I've heard several knowledgeable people state that Genesis 1 is using Hebrew poetic language, but I recently ran across some counter arguments against the view that Genesis 1 contains poetry in the original language.*

What basis do interpreters use to support their idea that Genesis 1 is using poetic language? I am Catholic and thus am interested in anything consistent with that Tradition.

*Those arguments included the idea that Hebrew poetry appears to repeat ideas twice in the same statement; however it then only then addressed other parts of Genesis, as if it were assumed that if Gen 1 is poetry, the whole book must be.

  • No need to limit this question to Catholicism, the answers will be the same across all denominations.
    – curiousdannii
    Sep 20 '16 at 1:27
  • Ok.
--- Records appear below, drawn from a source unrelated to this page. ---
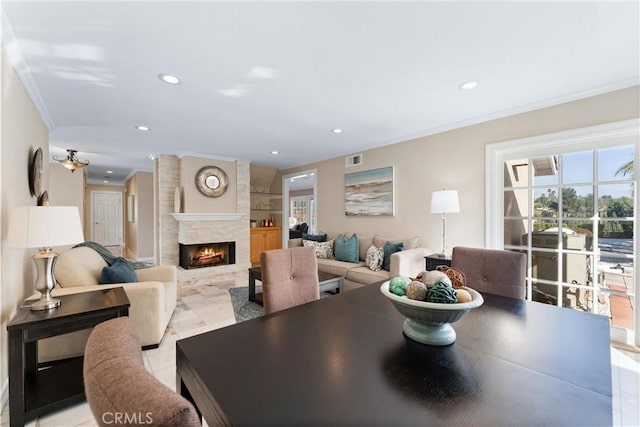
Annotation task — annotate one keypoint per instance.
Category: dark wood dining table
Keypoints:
(344, 360)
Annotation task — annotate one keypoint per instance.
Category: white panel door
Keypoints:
(106, 211)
I was only including that tag because I know other denominations can have widely different views on gen 1. If it won't be an issue I'm fine with opening it to all. Sep 20 '16 at 12:34
  • I'm not yet voting to close the question. But I think better answers might be had at the judaism.stackexchange.com site.
    – brasshat
    Sep 21 '16 at 18:41
  • 3
    See also on Hermeneutics.SE: Is Genesis 1 a type of Hebrew Poem?
    – Susan
    Sep 22 '16 at 13:38
  • Ah, YES! This seems to answer my question in a depth that i had not expected. I think that my question has been answered there in your link. Sep 22 '16 at 15:27

Genesis 1 is constrained writing, and most poetry is a kind of constrained writing. My guess is that this is what has led a lot of people to say that Genesis 1 is a kind of poetry. But not all constrained writing is poetry, and Genesis 1 is very dissimilar from the typical Hebrew poetry of the rest of the Bible (ie., the Psalms, most of the prophets etc.)
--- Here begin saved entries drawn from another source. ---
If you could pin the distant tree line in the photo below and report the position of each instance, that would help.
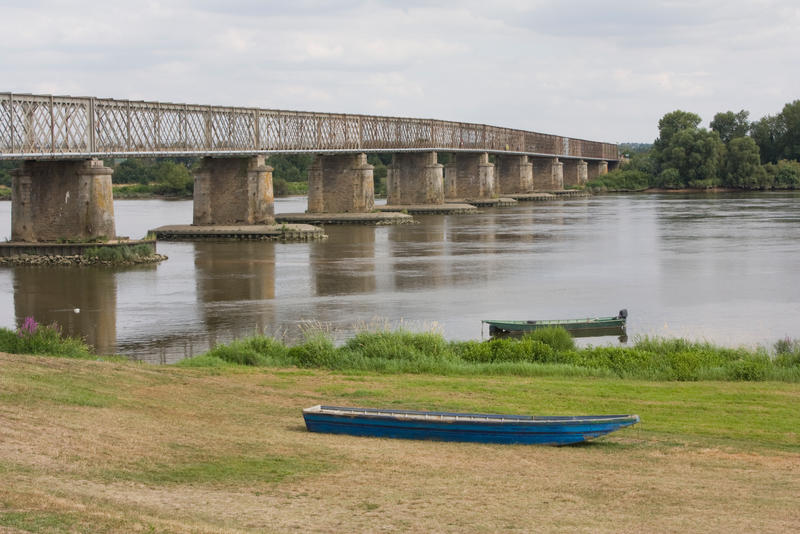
(734, 153)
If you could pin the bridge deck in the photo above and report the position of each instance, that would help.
(63, 127)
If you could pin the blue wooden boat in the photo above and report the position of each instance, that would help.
(473, 427)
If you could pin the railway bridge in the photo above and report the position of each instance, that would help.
(62, 189)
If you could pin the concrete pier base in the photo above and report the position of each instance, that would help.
(514, 174)
(597, 168)
(233, 191)
(469, 176)
(62, 201)
(548, 174)
(575, 172)
(415, 178)
(341, 183)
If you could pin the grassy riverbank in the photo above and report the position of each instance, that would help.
(92, 446)
(217, 443)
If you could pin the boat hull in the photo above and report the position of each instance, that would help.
(477, 428)
(579, 328)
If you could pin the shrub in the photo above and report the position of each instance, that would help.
(120, 253)
(750, 369)
(316, 351)
(787, 352)
(33, 338)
To explain how Genesis 1 is constrained writing, I'll quote this list from John Dickson explaining all the ways in which the number seven and multiples of seven are used in the chapter:

  • The first sentence has 7 Hebrew words
  • The second sentence has 14 Hebrew words
  • The words for 'earth' and 'heaven' each occur 21 times
  • God is mentioned 35 times
  • 'and it was so' occurs 7 times
  • 'God saw that it was good' occurs 7 times
  • The chapter is structured around 7 days

The number seven symbolises wholeness and perfection, the very quality of the completed creation. Genesis 1 reinforces the goodness of the creation both through what it teaches, but also how it teaches, using these subtle (and invisible in English translations) constraints on its writing.

  • Many scholars believe most parts of the first 11 chapters in Genesis were inspired by existing Babylonian mythology (e.g. Gilgamesh). Those surviving stories are similar in prose and usually considers poetry.